Dear Editor,

Chronic Hepatitis B virus (HBV) infection is the most frequent cause of liver disease and hepatocellular carcinoma (HCC) worldwide, with most cases occurring in resource-limited settings [3]. Early diagnosis is critical in reducing hepatitis-related morbidity and mortality. Ironically, regions of the world with the largest HBV burden (i.e. Africa) are the regions with suboptimal laboratory infrastructure, leading to lack of diagnosis [4]. Past studies of HBV rapid tests have shown highly variable results and elevated costs for these tests make them often unaffordable in resource-limited regions [1, 2]. We evaluated the efficacy of low-cost rapid diagnostic tests (RDTs) for HBV in Europe, Africa, and South America.

We performed an external validation of RDTs designed for the detection of various HBV serological markers (PRECHEK Bio. Inc., Korea). These RDTs were selected because of their low cost (approximately 7–28% of the cost of WHO-recommended RDTs) and their ability to be used for point-of-care diagnostics. These RDTs are immunochromatographic assays in which monoclonal antibodies against specific antigens or antibodies are immobilized on the test line of a nitrocellulose membrane pad. In positive tests, as serum/blood is added, the antigen-antibody complex migrates towards the test zone (T) where it is captured by immobilized antibodies, forming a visible line. In negative tests, the antigen or antibody is absent and there is no visible line.

HBV serological markers tested included HBV-surface antigen (HBsAg) HBV-surface antigen antibody (anti-HBsAb), HBV E antigen (HBeAg) and HBV E antibody (anti-HBeAb). Serum and whole-blood samples used for testing were obtained from repositories (stored at –80C) in hospitals in the Netherlands, Argentina, and Ethiopia. Testing was discontinued in RDTs that performed poorly during initial assessment. The performance of RDTs was assessed by ROC curve analysis, using the local diagnostic standard as the reference test (Argentina: ARCHITECT Reagent kits [Abbott, Germany]; Netherlands: LIAISON XL system [Diasorin, Italy]; Ethiopia: Onsite Rapid Test [CTK Biotech, USA]). Statistical analyses were performed using STATA v15.1 (Statacorp, College Station, TX).

A total of 200 unique serum and whole-blood samples were tested using RDTs. The median age of patients was 40 years (IQR 31–50) and 67% were male. HBV genotypes A-F were tested. The HBsAg serum strip had a sensitivity and specificity of 100%. The median HBsAg level of tested samples (in those available) was 2800 IU/mL (range: 150–110,000). The anti-HBeAb serum cassette had a sensitivity of 80% and a specificity of 100%. The HBsAg whole-blood cassette and strip had specificities of 100%, but sensitivities of 56% and 45%, respectively.

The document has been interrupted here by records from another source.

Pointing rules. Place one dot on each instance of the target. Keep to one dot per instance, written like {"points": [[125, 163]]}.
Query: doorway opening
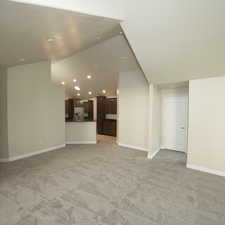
{"points": [[106, 119], [174, 120]]}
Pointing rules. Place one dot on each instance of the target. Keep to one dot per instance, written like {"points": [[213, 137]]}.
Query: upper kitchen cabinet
{"points": [[69, 109], [111, 106]]}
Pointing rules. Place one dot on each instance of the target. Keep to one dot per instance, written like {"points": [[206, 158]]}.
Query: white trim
{"points": [[153, 155], [81, 142], [206, 170], [133, 147], [11, 159]]}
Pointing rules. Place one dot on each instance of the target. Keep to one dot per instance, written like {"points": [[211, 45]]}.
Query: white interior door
{"points": [[174, 123]]}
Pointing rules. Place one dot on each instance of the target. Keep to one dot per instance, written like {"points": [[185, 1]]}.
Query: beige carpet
{"points": [[108, 185]]}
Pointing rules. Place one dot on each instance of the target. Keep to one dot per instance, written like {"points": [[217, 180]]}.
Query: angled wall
{"points": [[206, 134], [3, 115], [154, 141], [35, 110], [133, 110]]}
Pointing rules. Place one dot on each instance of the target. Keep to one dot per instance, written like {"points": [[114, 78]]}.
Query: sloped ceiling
{"points": [[173, 40], [103, 62], [24, 30]]}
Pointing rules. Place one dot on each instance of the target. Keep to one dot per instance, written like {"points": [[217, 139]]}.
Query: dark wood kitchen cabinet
{"points": [[111, 106], [106, 106], [69, 109], [109, 127], [100, 114], [88, 109]]}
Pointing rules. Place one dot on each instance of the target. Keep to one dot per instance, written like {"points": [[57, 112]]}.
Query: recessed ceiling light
{"points": [[50, 39], [77, 88]]}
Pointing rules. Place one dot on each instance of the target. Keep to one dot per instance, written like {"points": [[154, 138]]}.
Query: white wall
{"points": [[206, 145], [36, 110], [154, 120], [133, 110], [3, 114], [175, 98], [81, 132]]}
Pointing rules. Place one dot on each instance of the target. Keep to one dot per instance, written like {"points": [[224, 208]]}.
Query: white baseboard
{"points": [[81, 142], [206, 170], [3, 160], [11, 159], [133, 147], [151, 156]]}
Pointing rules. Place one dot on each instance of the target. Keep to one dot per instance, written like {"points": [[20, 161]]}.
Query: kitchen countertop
{"points": [[84, 121]]}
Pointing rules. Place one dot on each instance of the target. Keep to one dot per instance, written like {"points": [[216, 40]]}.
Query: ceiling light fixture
{"points": [[51, 39], [77, 88]]}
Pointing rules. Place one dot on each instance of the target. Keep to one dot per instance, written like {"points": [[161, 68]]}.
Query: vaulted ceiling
{"points": [[102, 61], [173, 40], [25, 30]]}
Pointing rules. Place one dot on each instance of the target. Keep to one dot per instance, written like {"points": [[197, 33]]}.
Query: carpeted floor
{"points": [[108, 185]]}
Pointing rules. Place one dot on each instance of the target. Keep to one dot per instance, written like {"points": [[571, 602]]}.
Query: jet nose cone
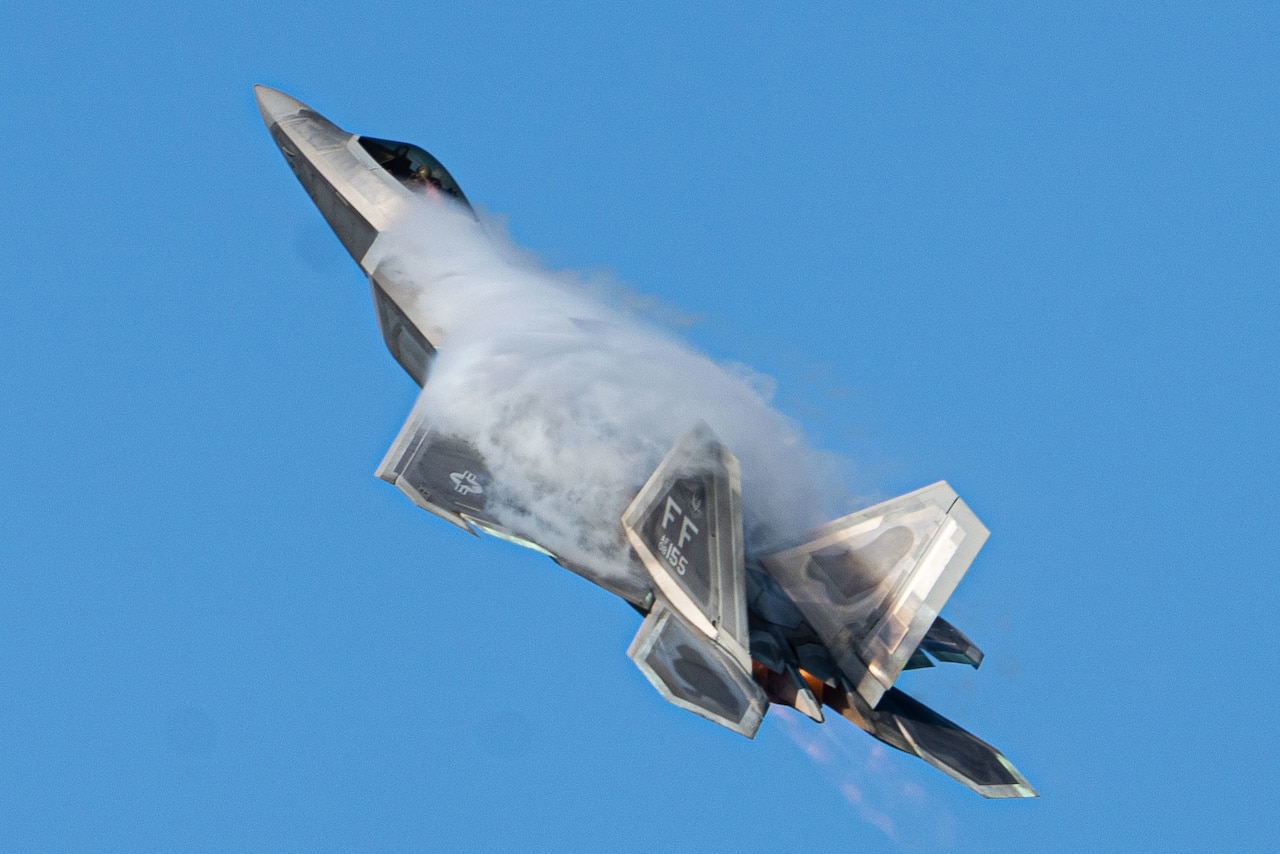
{"points": [[275, 105]]}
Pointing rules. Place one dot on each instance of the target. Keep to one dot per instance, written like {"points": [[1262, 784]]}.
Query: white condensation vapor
{"points": [[574, 401]]}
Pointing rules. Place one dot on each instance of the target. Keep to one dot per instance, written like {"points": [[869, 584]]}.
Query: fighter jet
{"points": [[827, 622]]}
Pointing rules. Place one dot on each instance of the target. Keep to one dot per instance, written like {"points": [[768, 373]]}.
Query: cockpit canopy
{"points": [[412, 167]]}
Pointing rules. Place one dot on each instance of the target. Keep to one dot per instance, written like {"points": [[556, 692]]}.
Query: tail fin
{"points": [[872, 584], [686, 526]]}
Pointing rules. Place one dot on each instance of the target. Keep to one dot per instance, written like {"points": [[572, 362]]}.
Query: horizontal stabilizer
{"points": [[872, 584], [910, 726], [695, 674], [952, 749]]}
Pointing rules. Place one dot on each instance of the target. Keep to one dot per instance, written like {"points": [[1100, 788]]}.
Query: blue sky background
{"points": [[1028, 251]]}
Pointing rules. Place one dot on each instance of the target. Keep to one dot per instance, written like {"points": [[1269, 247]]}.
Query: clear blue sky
{"points": [[1028, 251]]}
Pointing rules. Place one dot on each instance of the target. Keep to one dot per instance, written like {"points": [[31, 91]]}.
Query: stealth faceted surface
{"points": [[1025, 247]]}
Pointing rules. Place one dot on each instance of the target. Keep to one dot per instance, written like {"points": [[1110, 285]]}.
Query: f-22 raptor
{"points": [[830, 622]]}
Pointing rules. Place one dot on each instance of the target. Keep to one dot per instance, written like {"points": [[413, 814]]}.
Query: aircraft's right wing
{"points": [[872, 584]]}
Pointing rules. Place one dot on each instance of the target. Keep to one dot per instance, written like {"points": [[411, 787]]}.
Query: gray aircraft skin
{"points": [[828, 622]]}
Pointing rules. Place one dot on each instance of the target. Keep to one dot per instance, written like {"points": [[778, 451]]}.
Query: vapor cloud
{"points": [[574, 400]]}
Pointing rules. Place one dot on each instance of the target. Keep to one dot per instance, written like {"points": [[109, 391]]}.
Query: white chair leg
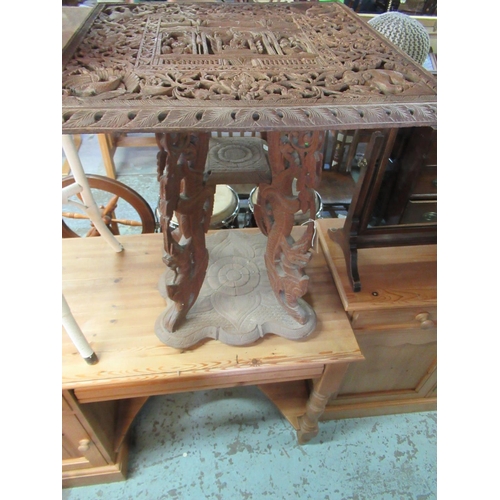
{"points": [[76, 334], [91, 207]]}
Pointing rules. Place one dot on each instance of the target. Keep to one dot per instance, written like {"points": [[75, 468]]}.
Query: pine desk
{"points": [[114, 298]]}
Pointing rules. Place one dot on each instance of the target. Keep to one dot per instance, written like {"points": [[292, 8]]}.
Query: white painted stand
{"points": [[90, 207]]}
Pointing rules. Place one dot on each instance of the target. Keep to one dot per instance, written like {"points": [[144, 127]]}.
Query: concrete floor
{"points": [[234, 444]]}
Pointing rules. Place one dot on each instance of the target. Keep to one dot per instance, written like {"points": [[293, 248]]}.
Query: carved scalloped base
{"points": [[236, 304]]}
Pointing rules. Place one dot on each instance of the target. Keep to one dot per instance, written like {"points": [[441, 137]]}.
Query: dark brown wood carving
{"points": [[216, 66], [181, 165]]}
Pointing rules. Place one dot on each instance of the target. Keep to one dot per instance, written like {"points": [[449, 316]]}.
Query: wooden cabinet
{"points": [[394, 319]]}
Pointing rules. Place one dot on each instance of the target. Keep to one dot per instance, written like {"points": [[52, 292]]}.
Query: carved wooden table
{"points": [[114, 298], [292, 71]]}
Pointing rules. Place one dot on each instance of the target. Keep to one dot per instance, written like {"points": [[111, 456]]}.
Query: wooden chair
{"points": [[88, 204]]}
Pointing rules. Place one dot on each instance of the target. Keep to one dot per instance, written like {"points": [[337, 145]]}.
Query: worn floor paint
{"points": [[234, 444]]}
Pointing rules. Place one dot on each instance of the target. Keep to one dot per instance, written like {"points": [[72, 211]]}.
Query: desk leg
{"points": [[181, 165], [323, 388], [296, 160]]}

The anti-HBsAb serum cassette had a sensitivity of 57% and a specificity of 93%. The anti-HBsAb serum strip had a sensitivity of 20% and a specificity of 100%. The HBeAg serum strip had a sensitivity of 81% and a specificity of 67%. The median HBeAg level of tested samples (in those available) was 2806 IU/mL (range: 1952–3149). Specific RDT performance is available in Table 1.

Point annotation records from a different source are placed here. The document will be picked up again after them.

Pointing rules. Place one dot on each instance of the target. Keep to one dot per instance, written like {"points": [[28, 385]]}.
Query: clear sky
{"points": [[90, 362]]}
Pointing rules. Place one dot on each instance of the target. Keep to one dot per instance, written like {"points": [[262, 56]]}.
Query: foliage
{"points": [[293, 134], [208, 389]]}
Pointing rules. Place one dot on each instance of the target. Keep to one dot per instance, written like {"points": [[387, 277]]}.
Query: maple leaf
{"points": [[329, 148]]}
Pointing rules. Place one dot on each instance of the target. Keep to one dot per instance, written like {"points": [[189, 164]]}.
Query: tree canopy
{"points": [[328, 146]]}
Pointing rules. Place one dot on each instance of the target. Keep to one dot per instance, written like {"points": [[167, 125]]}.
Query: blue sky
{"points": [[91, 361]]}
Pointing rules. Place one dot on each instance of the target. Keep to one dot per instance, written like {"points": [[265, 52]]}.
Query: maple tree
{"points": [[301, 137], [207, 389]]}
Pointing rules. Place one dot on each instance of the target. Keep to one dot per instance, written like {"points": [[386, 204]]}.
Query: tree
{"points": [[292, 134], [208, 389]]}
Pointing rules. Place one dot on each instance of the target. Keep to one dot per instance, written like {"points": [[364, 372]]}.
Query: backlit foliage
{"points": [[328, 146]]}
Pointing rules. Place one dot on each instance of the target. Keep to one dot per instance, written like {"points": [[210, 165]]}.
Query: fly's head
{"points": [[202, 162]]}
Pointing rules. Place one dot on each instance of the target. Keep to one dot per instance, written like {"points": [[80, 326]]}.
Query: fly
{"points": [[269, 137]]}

The HBsAg serum strip RDT demonstrated optimal sensitivity and specificity in the three different continents, indicating that it can reliably diagnose HBV in various populations with different genotypes. The anti-HBeAb RDT showed acceptable sensitivity and excellent specificity, making it useful to differentiate HBeAb status. Overall, whole-blood HBsAg and serum anti-HBsAb kits performed poorly, as they were specific but insufficiently sensitive to be clinically useful for screening. The serum HBeAg kits demonstrated acceptable sensitivity, but poor specificity, making them unlikely to be useful in the clinical setting. Our results suggest that HBsAg and anti-HBeAb serum RDTS are reliable and, in conjunction with alanine aminotransferase levels (ALTs), can be useful for diagnosis, as well as informing the need for treatment in resource-limited settings.